3.  Finally, former Seattle police chief Norm Stamper has a message for troops who would complain about having to serve with people they know are gay:  Deal with it.

Happily, the vast majority of service personnel will do what they’re told. Which will not be a hard sell given that most have already gone on record that they will not mourn the inevitable death of DADT.

Of course, if what bugs you as a pro-DADT warrior is the idea (or the reality) of being forced to get naked in a shower or jammed into a tight submarine or fox hole with someone who’s attracted to members of the same sex, the answer for you is simple: Deal with it. That brother or sister is a human being, you are a human being: Work it out. Straight cops across the country have been lathering up with openly gay colleagues for a long time now. Yet, incidents of locker room misconduct are so uncommon as not to register at all in internal affairs data.

Having spent three-and-a-half decades in a paramilitary institution, I can attest to the rarity of a policy, any policy, that is embraced by all. But I can also confirm that most police personnel adhere to even those policies they find onerous. Why? In part, because they’re made to understand the penalty for not following orders. There’s every reason to believe military personnel will likewise comply.
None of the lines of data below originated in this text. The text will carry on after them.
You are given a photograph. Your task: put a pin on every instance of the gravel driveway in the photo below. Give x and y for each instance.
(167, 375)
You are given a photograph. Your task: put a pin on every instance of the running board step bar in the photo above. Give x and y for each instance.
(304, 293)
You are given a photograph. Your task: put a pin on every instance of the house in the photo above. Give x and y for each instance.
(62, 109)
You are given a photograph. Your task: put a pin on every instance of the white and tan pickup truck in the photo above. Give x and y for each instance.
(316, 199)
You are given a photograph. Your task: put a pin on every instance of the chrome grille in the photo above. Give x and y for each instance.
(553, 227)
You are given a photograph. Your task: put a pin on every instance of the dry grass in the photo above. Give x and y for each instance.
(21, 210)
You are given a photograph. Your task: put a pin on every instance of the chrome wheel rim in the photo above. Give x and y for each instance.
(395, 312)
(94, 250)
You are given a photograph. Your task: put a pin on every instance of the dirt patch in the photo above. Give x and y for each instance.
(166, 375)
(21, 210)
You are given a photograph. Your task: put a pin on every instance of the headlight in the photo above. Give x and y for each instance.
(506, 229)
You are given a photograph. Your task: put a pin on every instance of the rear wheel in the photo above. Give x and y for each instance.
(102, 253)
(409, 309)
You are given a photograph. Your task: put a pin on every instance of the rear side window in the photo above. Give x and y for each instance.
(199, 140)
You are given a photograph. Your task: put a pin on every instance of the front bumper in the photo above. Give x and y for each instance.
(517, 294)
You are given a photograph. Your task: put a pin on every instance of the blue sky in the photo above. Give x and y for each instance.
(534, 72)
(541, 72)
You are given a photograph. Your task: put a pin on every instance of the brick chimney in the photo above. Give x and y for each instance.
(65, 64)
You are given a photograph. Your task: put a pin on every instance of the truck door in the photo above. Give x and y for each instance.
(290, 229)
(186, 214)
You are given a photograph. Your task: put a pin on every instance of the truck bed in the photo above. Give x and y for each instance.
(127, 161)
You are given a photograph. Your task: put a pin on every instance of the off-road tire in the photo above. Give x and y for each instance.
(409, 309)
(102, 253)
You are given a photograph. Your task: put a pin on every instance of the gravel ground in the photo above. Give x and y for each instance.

As chairman of the Joint Chiefs of Staff, Admiral Mike Mullen, who served with many gays throughout his long and distinguished service, pointed out, military personnel who can’t or won’t accept the new policy will have to find another line of work. (Don’t look for a mass exodus.) The same is true for those considering military service in the future.

Yep.  The whole piece is great, so read it.